Before they knew it, they were up against a wall, Jane's back pressed against the stone wall of the narrow hall way. Loki's right hand was tangled in the mass of Jane's hair while the other dragged up and down her side. Jane's left hand gripped at Loki's head, the other between his shoulders as he trailed away from her mouth, kissing along her jawline and throat. She opened up her neck letting him press kisses into her soft skin, bruising it with passionate intensity.
And despite Loki's assurance that Jane would push him away, yell and scold him for his advances, for his blunt expression. But she did not. Quite the opposite: she leaned into his every touch, sighing as he kissed her, delicate hands holding him close, her eyes closed in joy. So he didn't feel the need to stop, showing his desires with rough, hasty hands, his body pressed from point to tip against her small frame, engulfing himself in her lavender scent and the plush touch of her perfect lips.
So when the noises of guards and the voice of his brother started to flit through the passageway, it took every ounce of will power to pull away from the precious woman, cup her face with a large pale hand before vanishing with a flick of magic.
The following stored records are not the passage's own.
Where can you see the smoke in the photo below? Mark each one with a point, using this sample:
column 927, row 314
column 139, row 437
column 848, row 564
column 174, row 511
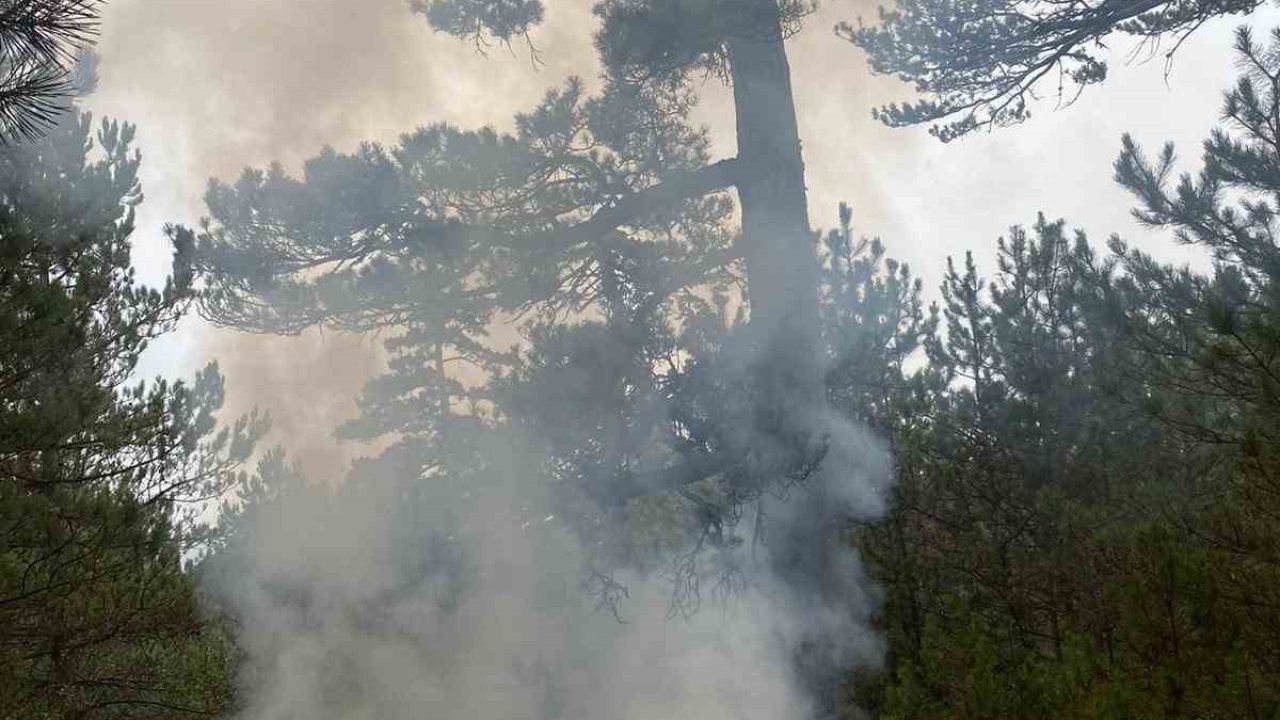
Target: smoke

He glided through the hall before he arrived at his chambers, hearing the banter of Thor and the guards melt away, but not before they met up with Jane, her elegant voice winding its way through the stones. He could not bring himself to listen to their words, his mind still in that hallway, his lips still on Jane's, his body entwined with hers. And that is how it began: the destruction of the God of Mischief, with a mortal woman no less.